We discovered this habit was related to his childhood. His mother was neurotic and controlling. She felt abandoned by her busy husband and used Lucas as her companion. She became jealous if Lucas wanted to see his friends, and forbade him from visiting them. He managed her oppression by becoming strongly independent, doing what he wanted and lying to his mother about it.
Lucas believed that to be safe he had to be secretive. He believed others would stifle him. He carried his habit of secrecy into his marriage. For example, he would organise trips or activities for himself without consulting his wife. When his wife discovered he’d made these plans, she would become angry, just like his mother. I helped them see the origin of their problems and they agreed to change their behaviour.
As a psychologist, I thought the new understanding of their behavioural patterns would solve their marriage problems. I was wrong. Their beliefs were much more deeply ingrained than any of us realised. Past life experiences had also played a role in the formation of Lucas’s beliefs.
When I became a practitioner of past life regression, Lucas wanted to explore his past lives. We asked his guides to take him to the origin of his problems, and he re-experienced several past lives.
He is taken to a life as a monk. This is where his troubles begin. As a child, he basks in the love of his family. He is very happy. But he does not realise that tradition demands he be taken away to a monastery at the age of nine. Once separated from his loving family, he is overwhelmed by grief. To cope, he hardens himself emotionally, cutting off his deep feelings of sadness. In doing this, he changes his perspective. He tells himself he has to be tough and strong, rather than open and loving.
While Lucas pushes away his feelings of sadness, they do not disappear. They remain deeply buried in his soul during subsequent lifetimes.
After his life as a monk, Lucas is reborn as a pirate. He and his fellow pirates mercilessly plunder other vessels on the high seas. He feels completely isolated in this band of murderous criminals as not one of them can be trusted. During a mutiny he is thrown overboard, and dies alone in the sea.
Lucas realises that the hardness of the pirate is still within him. The pirate shut down emotionally to hide his fear and Lucas still does the same, feeling isolated and empty.

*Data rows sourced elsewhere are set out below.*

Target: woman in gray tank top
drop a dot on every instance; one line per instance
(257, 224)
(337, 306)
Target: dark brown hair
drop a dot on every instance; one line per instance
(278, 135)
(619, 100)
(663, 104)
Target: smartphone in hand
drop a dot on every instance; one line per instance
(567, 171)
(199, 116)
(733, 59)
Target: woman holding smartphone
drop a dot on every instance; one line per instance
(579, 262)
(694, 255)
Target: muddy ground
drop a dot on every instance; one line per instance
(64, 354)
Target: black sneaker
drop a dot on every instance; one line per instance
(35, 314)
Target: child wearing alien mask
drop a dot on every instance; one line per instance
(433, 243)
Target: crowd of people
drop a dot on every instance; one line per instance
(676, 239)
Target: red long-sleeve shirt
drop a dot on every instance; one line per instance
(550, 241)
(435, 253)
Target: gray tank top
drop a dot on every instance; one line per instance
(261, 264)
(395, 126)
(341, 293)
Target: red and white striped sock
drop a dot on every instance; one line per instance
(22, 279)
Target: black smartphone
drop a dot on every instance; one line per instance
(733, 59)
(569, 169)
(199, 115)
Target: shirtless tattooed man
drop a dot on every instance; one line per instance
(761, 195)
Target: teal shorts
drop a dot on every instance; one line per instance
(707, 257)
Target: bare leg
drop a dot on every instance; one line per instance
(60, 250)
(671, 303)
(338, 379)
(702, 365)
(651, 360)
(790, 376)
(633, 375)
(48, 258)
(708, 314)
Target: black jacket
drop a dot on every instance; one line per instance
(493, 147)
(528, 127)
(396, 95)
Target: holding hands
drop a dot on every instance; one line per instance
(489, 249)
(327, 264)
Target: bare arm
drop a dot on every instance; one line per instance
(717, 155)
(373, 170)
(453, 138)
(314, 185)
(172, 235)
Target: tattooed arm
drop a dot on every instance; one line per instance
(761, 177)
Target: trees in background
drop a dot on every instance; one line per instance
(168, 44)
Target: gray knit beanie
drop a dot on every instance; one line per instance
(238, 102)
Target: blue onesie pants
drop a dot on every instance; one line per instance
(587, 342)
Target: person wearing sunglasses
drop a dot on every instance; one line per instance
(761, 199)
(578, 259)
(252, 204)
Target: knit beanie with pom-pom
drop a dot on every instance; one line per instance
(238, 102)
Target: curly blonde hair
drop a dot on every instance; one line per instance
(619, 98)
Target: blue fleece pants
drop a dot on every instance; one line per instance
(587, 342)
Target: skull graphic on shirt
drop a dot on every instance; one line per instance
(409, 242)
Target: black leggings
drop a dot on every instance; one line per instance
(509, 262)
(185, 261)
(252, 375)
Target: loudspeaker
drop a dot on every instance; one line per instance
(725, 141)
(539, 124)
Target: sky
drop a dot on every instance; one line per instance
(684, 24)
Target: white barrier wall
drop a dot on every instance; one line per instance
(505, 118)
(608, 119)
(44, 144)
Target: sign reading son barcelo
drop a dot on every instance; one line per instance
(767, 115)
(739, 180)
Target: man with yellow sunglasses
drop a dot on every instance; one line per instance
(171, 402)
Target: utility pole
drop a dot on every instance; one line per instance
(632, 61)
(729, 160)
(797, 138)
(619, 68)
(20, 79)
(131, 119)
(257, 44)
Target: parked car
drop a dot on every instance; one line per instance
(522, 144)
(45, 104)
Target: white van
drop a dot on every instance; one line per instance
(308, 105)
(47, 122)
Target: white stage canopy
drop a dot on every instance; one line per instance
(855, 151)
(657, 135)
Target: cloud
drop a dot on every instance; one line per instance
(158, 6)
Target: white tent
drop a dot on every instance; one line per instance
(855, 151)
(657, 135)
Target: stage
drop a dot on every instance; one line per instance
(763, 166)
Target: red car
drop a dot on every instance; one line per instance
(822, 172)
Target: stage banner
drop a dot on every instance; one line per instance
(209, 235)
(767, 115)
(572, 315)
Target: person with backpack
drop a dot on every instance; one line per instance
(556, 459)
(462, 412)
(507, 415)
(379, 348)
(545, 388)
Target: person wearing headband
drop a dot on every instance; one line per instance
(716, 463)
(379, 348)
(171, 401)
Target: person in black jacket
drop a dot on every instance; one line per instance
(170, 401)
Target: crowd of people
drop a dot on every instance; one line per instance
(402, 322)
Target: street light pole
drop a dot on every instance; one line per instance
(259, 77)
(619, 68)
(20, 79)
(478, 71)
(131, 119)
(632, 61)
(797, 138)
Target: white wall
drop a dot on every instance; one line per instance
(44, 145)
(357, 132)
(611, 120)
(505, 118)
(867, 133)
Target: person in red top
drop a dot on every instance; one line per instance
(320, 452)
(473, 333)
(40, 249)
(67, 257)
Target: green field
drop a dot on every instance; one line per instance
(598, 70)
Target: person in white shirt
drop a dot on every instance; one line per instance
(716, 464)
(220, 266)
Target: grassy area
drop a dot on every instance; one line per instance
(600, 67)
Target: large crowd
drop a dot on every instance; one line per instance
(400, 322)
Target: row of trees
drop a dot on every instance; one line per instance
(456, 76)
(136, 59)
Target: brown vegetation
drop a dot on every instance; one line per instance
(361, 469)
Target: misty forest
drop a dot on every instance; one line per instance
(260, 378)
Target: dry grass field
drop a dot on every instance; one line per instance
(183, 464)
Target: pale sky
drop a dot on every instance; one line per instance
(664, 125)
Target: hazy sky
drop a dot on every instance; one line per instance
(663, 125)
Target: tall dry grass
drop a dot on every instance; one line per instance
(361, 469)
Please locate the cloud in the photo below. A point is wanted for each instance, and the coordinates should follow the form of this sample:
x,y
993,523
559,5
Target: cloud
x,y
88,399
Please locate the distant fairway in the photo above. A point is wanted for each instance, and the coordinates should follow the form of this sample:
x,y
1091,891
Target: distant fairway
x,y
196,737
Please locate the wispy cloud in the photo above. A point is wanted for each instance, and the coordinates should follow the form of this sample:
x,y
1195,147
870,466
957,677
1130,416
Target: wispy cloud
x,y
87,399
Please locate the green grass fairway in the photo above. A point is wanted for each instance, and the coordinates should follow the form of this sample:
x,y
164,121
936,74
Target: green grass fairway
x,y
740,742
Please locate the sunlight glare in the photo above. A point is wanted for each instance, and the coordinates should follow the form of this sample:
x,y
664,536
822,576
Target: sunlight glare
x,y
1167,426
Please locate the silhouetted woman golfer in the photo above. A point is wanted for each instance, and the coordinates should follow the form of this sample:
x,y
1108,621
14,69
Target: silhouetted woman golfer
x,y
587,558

When he came into my consulting room years ago, Lucas was carrying this deep history within him. He didn’t know that and neither did I. We just knew his patterns of behaviour were controlling him, and he was not able to change them by a conscious act of will.
Lucas could only change after we mined deeply down into his psyche and released the deep grief and fear he had buried there. He wept. He felt completely exposed and vulnerable. And gradually he came to see that feeling vulnerable, hurting and weeping, are a part of life.
Lucas was learning a new story that changed his belief about avoiding pain and vulnerability. He learnt that running away from his feelings means running away from himself. When we disown our feelings, we disconnect from our true self, and from others.
The Power of Now can help us reconnect with our true self. We need to be present, in the now, to relive our past experiences and to shift our perspective. Rather than going back into the past, we bring the past into the present. The present is always pregnant with the past. We need to reconnect with our past to fully understand it and free ourselves from it.